Salmon and Spinach Quiche Filling
- Fry your finely chopped onion in your knob of butter or olive oil over a medium-high heat. Keep moving it about until the edges just start to brown.
- Add your minced garlic and fry for another 1-2 minutes.
- Scatter evenly over the base of your baked pie case.
- Flake your cooked salmon into chunks of about an inch and scatter over the onion in the pie case.
- Wash your spinach and remove the stalks, pour over about 200ml of just boiled water to blanch it and then spread the spinach out onto a piece of kitchen paper to dry off, pat the top dry.

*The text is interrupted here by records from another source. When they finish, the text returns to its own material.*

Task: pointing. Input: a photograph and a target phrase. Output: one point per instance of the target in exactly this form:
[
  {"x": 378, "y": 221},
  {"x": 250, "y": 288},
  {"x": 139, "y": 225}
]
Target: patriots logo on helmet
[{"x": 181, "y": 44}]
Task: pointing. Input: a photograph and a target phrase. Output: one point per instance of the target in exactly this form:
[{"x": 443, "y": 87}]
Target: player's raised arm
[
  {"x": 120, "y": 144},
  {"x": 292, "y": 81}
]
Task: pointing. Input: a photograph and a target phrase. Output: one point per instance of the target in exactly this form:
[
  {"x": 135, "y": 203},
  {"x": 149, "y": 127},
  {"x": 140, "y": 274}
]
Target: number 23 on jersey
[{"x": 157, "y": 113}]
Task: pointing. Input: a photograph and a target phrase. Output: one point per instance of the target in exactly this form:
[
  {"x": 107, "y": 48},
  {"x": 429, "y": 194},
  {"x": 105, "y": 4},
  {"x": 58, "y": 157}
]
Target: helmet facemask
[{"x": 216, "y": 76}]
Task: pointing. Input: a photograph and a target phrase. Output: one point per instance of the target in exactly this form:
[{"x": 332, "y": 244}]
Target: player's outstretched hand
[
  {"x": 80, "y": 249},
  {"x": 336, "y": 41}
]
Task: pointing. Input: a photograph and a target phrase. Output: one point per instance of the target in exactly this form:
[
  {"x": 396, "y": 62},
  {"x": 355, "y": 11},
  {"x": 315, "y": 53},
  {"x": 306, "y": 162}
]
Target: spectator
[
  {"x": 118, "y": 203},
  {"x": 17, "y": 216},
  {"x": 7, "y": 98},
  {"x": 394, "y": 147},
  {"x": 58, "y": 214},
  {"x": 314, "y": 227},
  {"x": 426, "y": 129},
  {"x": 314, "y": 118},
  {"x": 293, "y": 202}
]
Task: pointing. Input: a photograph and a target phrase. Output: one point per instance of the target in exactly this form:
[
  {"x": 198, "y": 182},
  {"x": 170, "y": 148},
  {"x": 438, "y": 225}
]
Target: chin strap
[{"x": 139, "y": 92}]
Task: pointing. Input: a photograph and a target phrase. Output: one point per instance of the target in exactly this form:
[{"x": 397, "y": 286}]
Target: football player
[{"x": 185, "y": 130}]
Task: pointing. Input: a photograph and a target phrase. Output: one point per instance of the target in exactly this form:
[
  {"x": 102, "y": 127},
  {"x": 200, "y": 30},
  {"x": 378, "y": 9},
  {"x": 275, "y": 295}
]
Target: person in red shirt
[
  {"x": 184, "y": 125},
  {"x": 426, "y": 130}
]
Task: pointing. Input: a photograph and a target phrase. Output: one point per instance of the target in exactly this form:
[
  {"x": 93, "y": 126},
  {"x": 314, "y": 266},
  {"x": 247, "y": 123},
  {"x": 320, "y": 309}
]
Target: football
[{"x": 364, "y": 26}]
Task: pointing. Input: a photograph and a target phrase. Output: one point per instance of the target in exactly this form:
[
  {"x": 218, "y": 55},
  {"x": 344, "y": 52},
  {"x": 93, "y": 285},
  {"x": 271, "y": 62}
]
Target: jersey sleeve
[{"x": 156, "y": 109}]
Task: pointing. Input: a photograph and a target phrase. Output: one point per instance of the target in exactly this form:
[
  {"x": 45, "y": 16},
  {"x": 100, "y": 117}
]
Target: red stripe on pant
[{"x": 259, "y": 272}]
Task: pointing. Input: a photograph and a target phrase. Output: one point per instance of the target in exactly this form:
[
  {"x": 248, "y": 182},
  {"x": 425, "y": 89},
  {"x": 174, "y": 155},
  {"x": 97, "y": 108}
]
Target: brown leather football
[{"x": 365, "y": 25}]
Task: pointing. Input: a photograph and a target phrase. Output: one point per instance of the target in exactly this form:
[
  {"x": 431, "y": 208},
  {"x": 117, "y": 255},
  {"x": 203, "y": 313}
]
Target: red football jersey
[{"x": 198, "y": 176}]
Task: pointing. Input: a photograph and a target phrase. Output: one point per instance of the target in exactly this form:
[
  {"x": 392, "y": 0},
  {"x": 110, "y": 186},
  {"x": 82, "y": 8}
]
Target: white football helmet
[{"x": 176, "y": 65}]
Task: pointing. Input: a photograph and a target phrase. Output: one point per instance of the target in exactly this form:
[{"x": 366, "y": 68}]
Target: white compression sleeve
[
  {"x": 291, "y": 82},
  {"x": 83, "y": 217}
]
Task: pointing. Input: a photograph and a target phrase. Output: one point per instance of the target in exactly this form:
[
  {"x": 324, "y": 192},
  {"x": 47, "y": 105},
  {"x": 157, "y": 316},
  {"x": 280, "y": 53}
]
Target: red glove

- Scatter the spinach over the cooked salmon.
- Beat your eggs together lightly and then add to your double (heavy) cream along with your chopped dill and briefly beat together to combine. season with about half a teaspoon of sea salt flakes and about 4 grinds of pepper.
- Sprinkle roughly two-thirds of your grated cheese over the spinach and then pour over your egg and mixture.
- Sprinkle over the rest of your grated cheese.
- Bake in the centre of your oven for 35-40 minutes or until your quiche is golden on top and no longer liquidy in the middle but it still has a slight wobble in the centre.
- Leave to cool and set for 20 minutes and then serve along with a fresh salad and some boiled new potatoes doused in butter and sprinkled with some chopped flat-leaf parsley.
Supporting Notes
-
- Use butter straight from the fridge, because it produces a flaky pastry and because it doesn't soak into the flour.
-
- Use ice-cold water and only add as much as it takes for the pastry to clump together.
-
- If your dough is overwet simply add some more flour.
-
- Do not over-mix stop as soon as the pastry starts to form large clumps and never knead it as this develops gluten in the flour and the baked pastry will be tough and hard.
-
- Always prick the case of the pastry case, this allows steam to escape whilst baking and prevents a soggy bottom!
-
- Chill your pastry once you've lined your tart tin this stabilises the pastry, resets the fat, ensures a flaky pastry and, most importantly, stops it from shrinking in the tin whilst baking.
- Fry your garlic for just a couple of minutes with your onion as overcooked garlic turns bitter.
- Pre-cook your salmon, this recipe explains how, I tend to roast mine uncovered for 15-20 minutes, leave it to cool and set for 10-15 minutes and then it will easily flake into large chunks.
- Pre-beat your eggs before beating them into your cream otherwise, your cream will over-thicken.
- Test the centre of the quiche by peeling back a little of the skin that has formed on the top in order to check if it is ready, if it is watery and runny pop it back into the oven for a few more minutes. It should look somewhere between runny and not 100% set and have a little wobble to it when ready. The quiche should be left for 20 minutes to fully set when it comes out of the oven (cook it too long and the egg becomes a bit rubbery).
- If there is a risk that your filling may overspill bake it on a baking sheet.